Tuesday, June 27, 2006

Optimal histogram bin width

Kevin Knuth wrote a paper about finding the optimal number of bins to represent data in a histogram (Optimal Data-Based Binning for Histograms). He starts from a piecewise constant density model and finds the (Bayesian) posterior probability from this model (equation 36, which is actually the log of the posterior). The posterior function is then maximized to find the number of bins that best models the data.


The article also investigates the number of data points for a reliable estimation of the density. The recommendation is 100-150 points, if the distribution is Gaussian.


It would be interesting to apply this method to radial distribution functions. However the assumption of a constant volume for each bin is not met in this case. There are several ways this could be adjusted, but I'm not sure they are valid (scale each bin count by the volume, or use non-uniform bin spacing to maintain constant volume)


Alternately, the discussion references other algorithms for dealing with variable bin-width models (which may be better for resolving multiple peaks anyway).

Thursday, June 08, 2006

QMC derivation notes

I posted a document I wrote in grad school, Notes on the wavefunction and local energy. It contains derivations of various QMC formulas, particularly the first and second derivatives for several forms of wavefunctions.


I'm posting this for two reasons. The first is in case anyone finds the formulas useful when working on a QMC code.


The second is related to the process of scientific programming. When writing a QMC code, I found it useful to record the formulas and derivations in a neatly typset form. Then the next step involved turning the equations into computer code. (Then, of course, testing and debugging).

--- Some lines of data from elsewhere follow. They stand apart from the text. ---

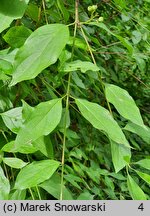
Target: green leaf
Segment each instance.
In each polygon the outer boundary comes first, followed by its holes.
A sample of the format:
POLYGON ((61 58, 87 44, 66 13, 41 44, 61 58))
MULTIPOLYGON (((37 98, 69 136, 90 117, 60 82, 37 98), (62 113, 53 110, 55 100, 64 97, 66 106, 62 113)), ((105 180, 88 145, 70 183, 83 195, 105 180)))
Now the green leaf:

This workflow is what I would like to capture with the Progamming in Mathematical Notation work. The document with derivations could be written in content MathML (or something more amenable to human manipulation). Ideally the computer could then assist with verifying the derivations for correctness, and with converting the equations into computer code.


And as long as I'm dreaming, I'd really like a wiki-like interface for creating and editing such a document (making a set of hyperlinked pages rather than a single linear document)